Not necessarily. Keeping them illegal allows the state to eat their cake and have it too. It gives them leverage over those using it illegally, access to black markets, and the ability to use it as justification to arrest and commit violence.
Demonize it enough, like the US has, and your stormtroopers have carte blanche to crack skulls and step on necks of whomever is needed to solve the “drug problem”. That demonization is waning from its 90s highs, but it’s still a very useful tool for the state.
With drugs illegal and popular in counter-culture movements you can use it to weed out the population. White kid with an ounce of weed? Slap on the wrist. Brown kid with an ounce of weed? 5 years of slavery. Just casually reinforcing racism and oppressing minorities.
If they catch someone the state really doesn’t like then they have leverage. Rat out your friends, become an informant, or face prison.

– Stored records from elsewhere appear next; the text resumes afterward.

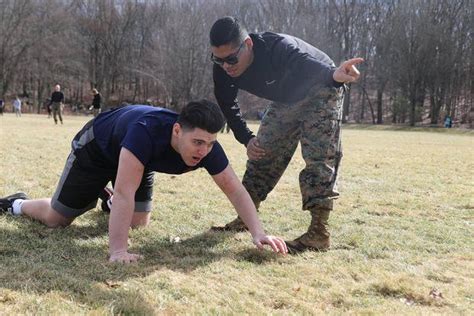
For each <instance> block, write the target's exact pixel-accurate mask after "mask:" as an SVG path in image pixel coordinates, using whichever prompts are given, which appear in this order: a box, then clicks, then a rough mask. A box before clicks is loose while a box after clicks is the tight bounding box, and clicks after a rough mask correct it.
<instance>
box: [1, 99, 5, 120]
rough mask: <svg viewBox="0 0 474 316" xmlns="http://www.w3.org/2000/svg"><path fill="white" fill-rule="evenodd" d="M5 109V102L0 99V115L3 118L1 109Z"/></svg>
mask: <svg viewBox="0 0 474 316" xmlns="http://www.w3.org/2000/svg"><path fill="white" fill-rule="evenodd" d="M4 107H5V102H3V100H2V99H0V115H2V116H3V109H4Z"/></svg>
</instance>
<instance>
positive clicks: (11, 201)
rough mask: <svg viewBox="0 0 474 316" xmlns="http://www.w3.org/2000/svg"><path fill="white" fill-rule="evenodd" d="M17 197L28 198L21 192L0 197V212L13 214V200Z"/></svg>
mask: <svg viewBox="0 0 474 316" xmlns="http://www.w3.org/2000/svg"><path fill="white" fill-rule="evenodd" d="M18 199H22V200H28V196H27V195H26V194H25V193H23V192H19V193H15V194H12V195H9V196H6V197H4V198H0V213H10V214H13V207H12V205H13V202H14V201H15V200H18Z"/></svg>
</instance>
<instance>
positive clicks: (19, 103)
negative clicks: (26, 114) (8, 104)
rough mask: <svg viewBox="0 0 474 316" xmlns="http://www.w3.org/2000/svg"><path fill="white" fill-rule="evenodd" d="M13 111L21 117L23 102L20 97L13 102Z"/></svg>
mask: <svg viewBox="0 0 474 316" xmlns="http://www.w3.org/2000/svg"><path fill="white" fill-rule="evenodd" d="M13 111H14V112H15V115H16V116H17V117H21V100H20V97H18V96H17V97H16V98H15V100H13Z"/></svg>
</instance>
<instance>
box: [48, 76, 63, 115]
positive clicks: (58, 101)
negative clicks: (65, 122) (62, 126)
mask: <svg viewBox="0 0 474 316" xmlns="http://www.w3.org/2000/svg"><path fill="white" fill-rule="evenodd" d="M63 104H64V93H62V92H61V86H60V85H58V84H57V85H55V86H54V92H53V94H51V103H50V106H51V108H52V110H53V119H54V123H55V124H58V119H57V118H56V116H58V117H59V120H60V121H61V124H63V116H62V110H63Z"/></svg>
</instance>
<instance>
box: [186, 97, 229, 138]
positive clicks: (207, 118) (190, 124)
mask: <svg viewBox="0 0 474 316" xmlns="http://www.w3.org/2000/svg"><path fill="white" fill-rule="evenodd" d="M177 122H178V124H179V125H181V127H182V128H184V129H188V130H189V129H194V128H196V127H197V128H200V129H203V130H205V131H208V132H209V133H211V134H215V133H217V132H219V131H220V130H221V129H222V127H223V126H224V115H223V114H222V111H221V109H220V108H219V106H218V105H217V104H215V103H212V102H210V101H208V100H199V101H191V102H189V103H188V104H187V105H186V106H185V107H184V108H183V109H182V110H181V113H180V114H179V117H178V121H177Z"/></svg>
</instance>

I’m not necessarily against chemical exploration, but the capitalist police state will weaponize it by supplying the black market with cheap drugs, encouraging their use in revolutionary, counter-culture, and minority communities (among others), then scraping up anyone they don’t like. The damage left in its wake is inconsequential.
I’m not hoping for anything other than marginally increasing class consciousness in a handful of people. Electoralism won’t accomplish anything, but if he can shift the Overton Window just a smidge to make Socialism be a bit less scary to some people while at the same time showing how the “lesser evil” democrats will fucking annihilate anything to the left of Bush Jr. then he’ll have done his job.
I just hope that leftist groups in the US, particularly New York, see this as an opportunity to stuff some actual theory down the gullets of all the baby birdies lined up gawking at Zohran and what the democrats are gonna do to him between now and November.